Electrocardiographic imaging (ECGI) reconstructs the electrical activity of the heart from a dense array of body-surface electrocardiograms and a patient-specific heart-torso geometry. Depending on how it is formulated, ECGI allows the reconstruction of the activation and recovery sequence of the heart, the origin of premature beats or tachycardia, the anchors/hotspots of re-entrant arrhythmias and other electrophysiological quantities of interest. Importantly, these quantities are directly and non-invasively reconstructed in a digitized model of the patient's three-dimensional heart, which has led to clinical interest in ECGI's ability to personalize diagnosis and guide therapy. Despite considerable development over the last decades, validation of ECGI is challenging.
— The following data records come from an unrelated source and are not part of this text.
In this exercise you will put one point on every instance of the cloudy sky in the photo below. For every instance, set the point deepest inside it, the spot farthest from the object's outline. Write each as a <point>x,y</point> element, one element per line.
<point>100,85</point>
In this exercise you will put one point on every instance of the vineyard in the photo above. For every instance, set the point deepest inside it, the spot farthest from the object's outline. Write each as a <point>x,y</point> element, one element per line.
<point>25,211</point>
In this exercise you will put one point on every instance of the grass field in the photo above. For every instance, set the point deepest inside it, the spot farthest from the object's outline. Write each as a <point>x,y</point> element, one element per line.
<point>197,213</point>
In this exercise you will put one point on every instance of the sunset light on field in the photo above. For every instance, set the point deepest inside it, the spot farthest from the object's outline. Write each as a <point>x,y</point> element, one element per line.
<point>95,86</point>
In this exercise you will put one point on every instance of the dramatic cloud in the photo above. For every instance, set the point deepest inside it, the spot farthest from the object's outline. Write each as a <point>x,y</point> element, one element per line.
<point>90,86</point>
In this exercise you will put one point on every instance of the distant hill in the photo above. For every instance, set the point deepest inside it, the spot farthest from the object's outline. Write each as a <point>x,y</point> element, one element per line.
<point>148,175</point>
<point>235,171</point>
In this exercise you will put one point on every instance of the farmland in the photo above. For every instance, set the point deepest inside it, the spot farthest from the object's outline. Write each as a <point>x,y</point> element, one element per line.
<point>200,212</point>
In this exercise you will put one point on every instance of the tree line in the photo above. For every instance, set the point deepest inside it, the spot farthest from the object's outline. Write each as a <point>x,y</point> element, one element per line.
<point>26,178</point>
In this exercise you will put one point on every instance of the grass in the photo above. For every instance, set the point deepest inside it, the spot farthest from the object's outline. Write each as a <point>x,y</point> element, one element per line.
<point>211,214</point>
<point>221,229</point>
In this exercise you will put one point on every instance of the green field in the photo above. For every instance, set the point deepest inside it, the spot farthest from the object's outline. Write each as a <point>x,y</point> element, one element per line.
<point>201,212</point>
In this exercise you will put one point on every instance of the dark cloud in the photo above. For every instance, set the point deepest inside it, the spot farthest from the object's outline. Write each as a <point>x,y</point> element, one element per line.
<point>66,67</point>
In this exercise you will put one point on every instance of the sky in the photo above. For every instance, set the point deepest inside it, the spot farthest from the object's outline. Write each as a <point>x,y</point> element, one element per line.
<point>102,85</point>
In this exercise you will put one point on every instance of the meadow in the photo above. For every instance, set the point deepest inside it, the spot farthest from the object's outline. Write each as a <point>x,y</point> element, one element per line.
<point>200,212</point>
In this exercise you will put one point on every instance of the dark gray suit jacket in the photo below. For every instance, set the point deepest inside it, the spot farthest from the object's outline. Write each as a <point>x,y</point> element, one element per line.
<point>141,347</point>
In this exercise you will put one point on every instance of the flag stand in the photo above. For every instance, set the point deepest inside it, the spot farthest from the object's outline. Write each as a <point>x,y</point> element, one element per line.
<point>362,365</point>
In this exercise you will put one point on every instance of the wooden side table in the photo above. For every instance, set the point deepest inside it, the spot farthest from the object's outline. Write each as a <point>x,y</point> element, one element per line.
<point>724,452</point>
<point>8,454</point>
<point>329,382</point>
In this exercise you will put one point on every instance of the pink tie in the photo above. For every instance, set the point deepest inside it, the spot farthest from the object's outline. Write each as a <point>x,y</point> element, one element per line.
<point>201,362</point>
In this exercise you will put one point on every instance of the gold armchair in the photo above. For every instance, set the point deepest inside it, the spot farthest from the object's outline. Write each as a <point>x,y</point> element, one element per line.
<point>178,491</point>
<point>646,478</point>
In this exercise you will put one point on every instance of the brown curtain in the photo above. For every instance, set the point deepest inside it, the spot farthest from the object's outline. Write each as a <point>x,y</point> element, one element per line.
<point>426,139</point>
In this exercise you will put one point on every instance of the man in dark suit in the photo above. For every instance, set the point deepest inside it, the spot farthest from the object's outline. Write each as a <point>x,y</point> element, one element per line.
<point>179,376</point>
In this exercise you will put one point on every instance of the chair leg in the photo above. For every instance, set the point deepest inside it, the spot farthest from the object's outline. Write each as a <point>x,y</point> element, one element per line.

Firstly, results depend considerably on implementation choices, which are necessary to deal with ECGI's ill-posed character. Secondly, it is challenging to obtain (invasive) ground truth data of high quality. In this review, we discuss the current status of ECGI validation as well as the major challenges remaining for complete adoption of ECGI in clinical practice. Specifically, showing clinical benefit is essential for the adoption of ECGI. Such benefit may lie in patient outcome improvement, workflow improvement, or cost reduction. Future studies should focus on these aspects to achieve broad adoption of ECGI, but only after the technical challenges have been solved for that specific application/pathology. We propose 'best' practices for technical validation and highlight collaborative efforts recently organized in this field. Continued interaction between engineers, basic scientists, and physicians remains essential to find a hybrid between technical achievements, pathological mechanisms insights, and clinical benefit, to evolve this powerful technique toward a useful role in clinical practice.

Idioma originalEnglish
Número de artículo1305
PublicaciónFrontiers in Physiology
Volumen9
N.ºSEP
DOI
EstadoPublished - sep. 20 2018
Publicado de forma externa

Nota bibliográfica

Funding Information:
This study received financial support from the Hein Wellens Fonds, the Cardiovascular Research and Training Institute (CVRTI), the Nora Eccles Treadwell Foundation, the National Institute of General Medical Sciences of the National Institutes of Health (P41GM103545), the National Institutes of Health (NIH HL080093), the French government as part of the Investments

Publisher Copyright:
© 2007-2018 Frontiers Media S.A. All Rights Reserved.

ASJC Scopus Subject Areas

  • Physiology
  • Physiology (medical)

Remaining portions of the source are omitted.